‏ 1 Thessalonians 2:3-4

3Want onze vermaning is niet geweest uit verleiding, noch uit onreinigheid, noch met bedrog;
 onze Namelijk om u tot de gehoorzaamheid van het Evangelie van Christus te brengen.
,
 uit verleiding Namelijk gelijk van de zodanigen was, die de wet met het Evangelie vermengden, om den haat der Joden te ontgaan. Zie 2Co 11:13, enz.; Gal 5:11, en elders meer.
,
 uit onreinigheid Namelijk gelijk van dezulke was, die de heiden in hunne wellusten toegaven en pluimstreken. Zie 2Pe 2:13; Jud 1:10, enz.
,
 noch met Namelijk om van hun eer, of geld, of andere wereldse voordelen behendiglijk te trekken, gelijk 2Co 11:20 van sommigen wordt betuigd, en hierna vs.5,6 wordt verklaard.
4Maar, gelijk wij van God beproefd zijn geweest, dat ons het Evangelie zou toebetrouwd worden, alzo spreken wij, niet als mensen behagende, maar Gode, Die onze harten beproeft.

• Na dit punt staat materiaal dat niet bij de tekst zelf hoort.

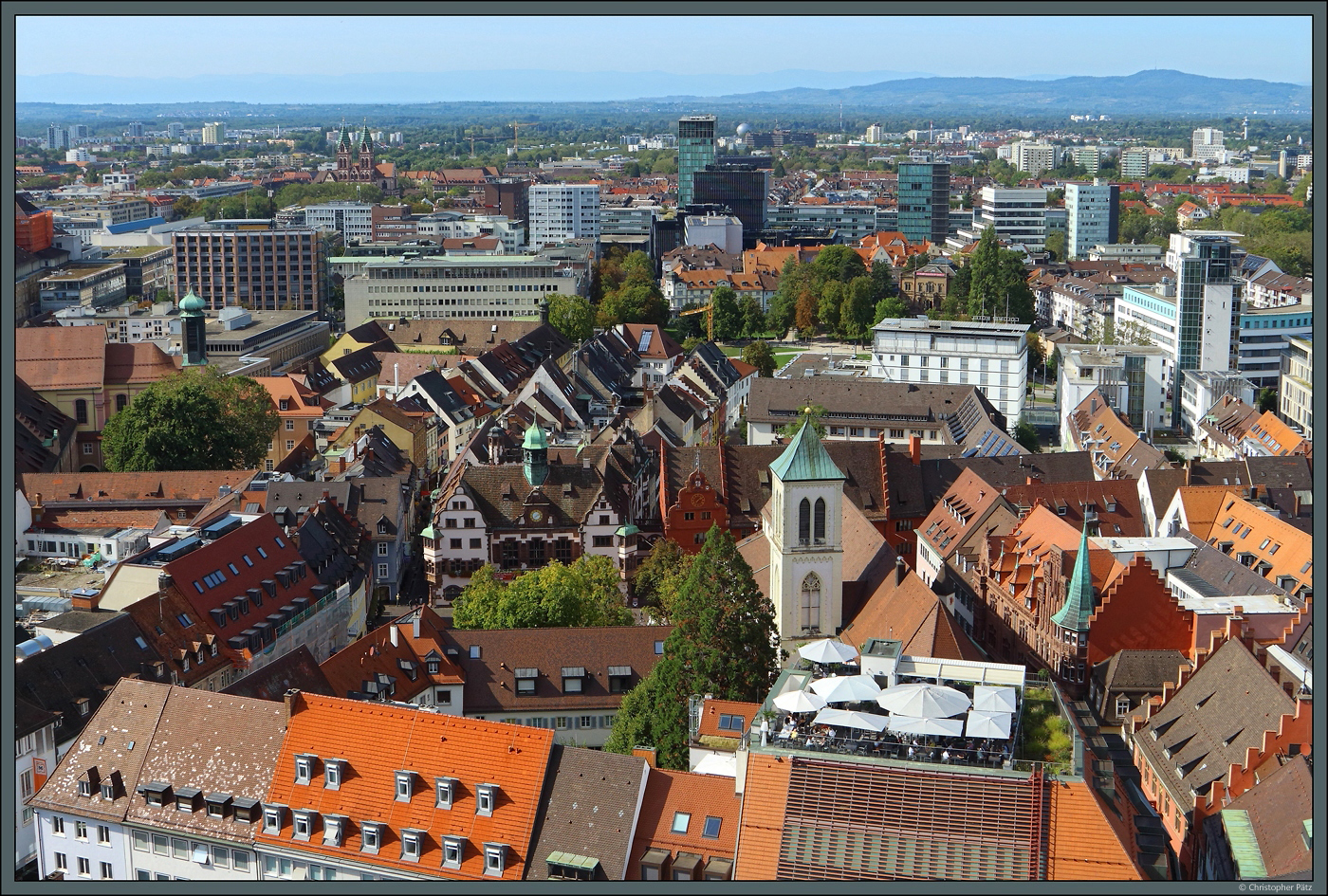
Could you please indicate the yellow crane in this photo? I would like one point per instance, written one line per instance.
(710, 319)
(515, 126)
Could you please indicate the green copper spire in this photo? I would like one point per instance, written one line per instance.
(1079, 600)
(805, 460)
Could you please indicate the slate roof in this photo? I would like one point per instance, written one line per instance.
(219, 743)
(83, 667)
(376, 741)
(490, 687)
(296, 669)
(700, 796)
(590, 809)
(115, 743)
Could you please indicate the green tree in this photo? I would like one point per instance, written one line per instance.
(196, 420)
(728, 318)
(1026, 435)
(724, 643)
(760, 356)
(753, 316)
(571, 315)
(584, 593)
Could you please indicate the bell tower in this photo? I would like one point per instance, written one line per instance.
(806, 541)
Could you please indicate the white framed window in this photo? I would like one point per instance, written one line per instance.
(453, 851)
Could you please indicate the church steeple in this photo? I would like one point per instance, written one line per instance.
(1079, 599)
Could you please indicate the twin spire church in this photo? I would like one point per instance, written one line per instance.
(361, 169)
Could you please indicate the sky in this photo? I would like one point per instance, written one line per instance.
(960, 46)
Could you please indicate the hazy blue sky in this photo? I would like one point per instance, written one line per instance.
(1274, 48)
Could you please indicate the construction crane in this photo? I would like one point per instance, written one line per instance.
(710, 319)
(515, 126)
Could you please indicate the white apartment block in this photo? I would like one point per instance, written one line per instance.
(1297, 385)
(1035, 156)
(1129, 377)
(561, 212)
(351, 219)
(462, 285)
(992, 357)
(1091, 216)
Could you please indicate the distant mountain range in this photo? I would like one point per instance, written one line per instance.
(1157, 92)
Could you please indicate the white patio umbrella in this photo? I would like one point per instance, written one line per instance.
(826, 650)
(926, 725)
(982, 723)
(840, 689)
(846, 719)
(923, 699)
(993, 700)
(800, 701)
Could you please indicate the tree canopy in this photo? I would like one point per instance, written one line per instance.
(571, 316)
(196, 420)
(724, 643)
(586, 593)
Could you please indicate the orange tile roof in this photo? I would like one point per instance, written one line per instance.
(62, 357)
(378, 740)
(712, 709)
(668, 793)
(1081, 843)
(761, 823)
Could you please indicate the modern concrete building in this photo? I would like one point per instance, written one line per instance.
(254, 265)
(462, 285)
(1092, 212)
(1297, 385)
(694, 152)
(992, 356)
(1129, 377)
(925, 201)
(560, 212)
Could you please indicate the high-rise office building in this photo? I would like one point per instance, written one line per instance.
(1206, 143)
(744, 189)
(1093, 218)
(925, 201)
(562, 211)
(694, 150)
(252, 265)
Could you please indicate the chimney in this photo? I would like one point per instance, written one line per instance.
(292, 704)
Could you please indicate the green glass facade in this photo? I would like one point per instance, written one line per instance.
(694, 150)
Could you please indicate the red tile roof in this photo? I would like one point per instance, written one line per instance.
(376, 741)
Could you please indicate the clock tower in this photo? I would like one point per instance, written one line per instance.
(803, 526)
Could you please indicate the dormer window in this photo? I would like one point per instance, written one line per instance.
(453, 851)
(371, 836)
(334, 830)
(304, 767)
(412, 843)
(495, 859)
(272, 816)
(445, 792)
(487, 796)
(332, 773)
(404, 785)
(305, 820)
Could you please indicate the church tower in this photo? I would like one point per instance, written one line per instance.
(342, 150)
(806, 540)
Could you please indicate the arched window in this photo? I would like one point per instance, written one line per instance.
(809, 616)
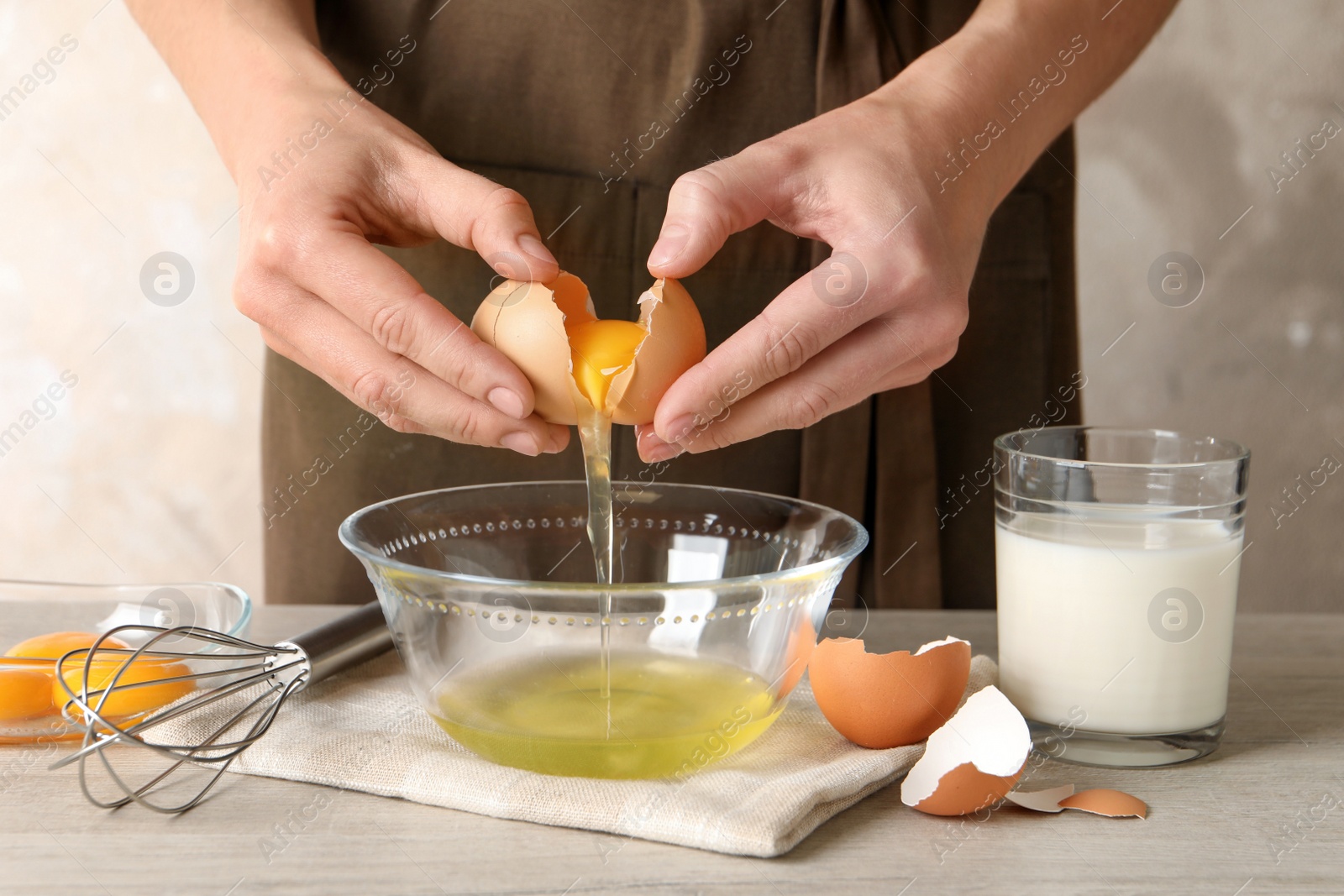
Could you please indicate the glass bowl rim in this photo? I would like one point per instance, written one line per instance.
(360, 548)
(1238, 453)
(237, 629)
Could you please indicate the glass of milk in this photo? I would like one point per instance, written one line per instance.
(1117, 562)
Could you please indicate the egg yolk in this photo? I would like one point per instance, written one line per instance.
(598, 349)
(30, 688)
(53, 647)
(24, 694)
(125, 700)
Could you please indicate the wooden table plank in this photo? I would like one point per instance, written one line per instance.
(1215, 824)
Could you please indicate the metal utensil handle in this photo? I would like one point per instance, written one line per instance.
(343, 642)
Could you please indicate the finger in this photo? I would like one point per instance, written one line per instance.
(875, 358)
(706, 207)
(793, 328)
(385, 301)
(393, 387)
(475, 212)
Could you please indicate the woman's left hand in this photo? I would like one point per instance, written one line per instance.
(882, 312)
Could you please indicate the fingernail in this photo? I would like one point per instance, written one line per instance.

 beproefd Dat is, bekwaam gekeurd, of geacht zijn, dat is, proefbaar of bekwaam gemaakt zijn. Zie Act 9:15; 2Co 3:5, 2Co 3:6; Gal 1:15, Gal 1:16, enz.
,
 toebetrouwd Dat is, bevolen, of bij ons in bewaring gelegd worden, om hetzelve naar Gods wil aan anderen uit te delen. Zie 1Co 4:1, 1Co 4:2; 2Co 5:19; 1Ti 1:11.
,
 harten Het woord beproeven wordt hier een weinig anders genomen dan hiervoren, namelijk voor onderzoeken of kennen, gelijk de oprechtheid des gouds door vuur beproefd en gekeurd wordt.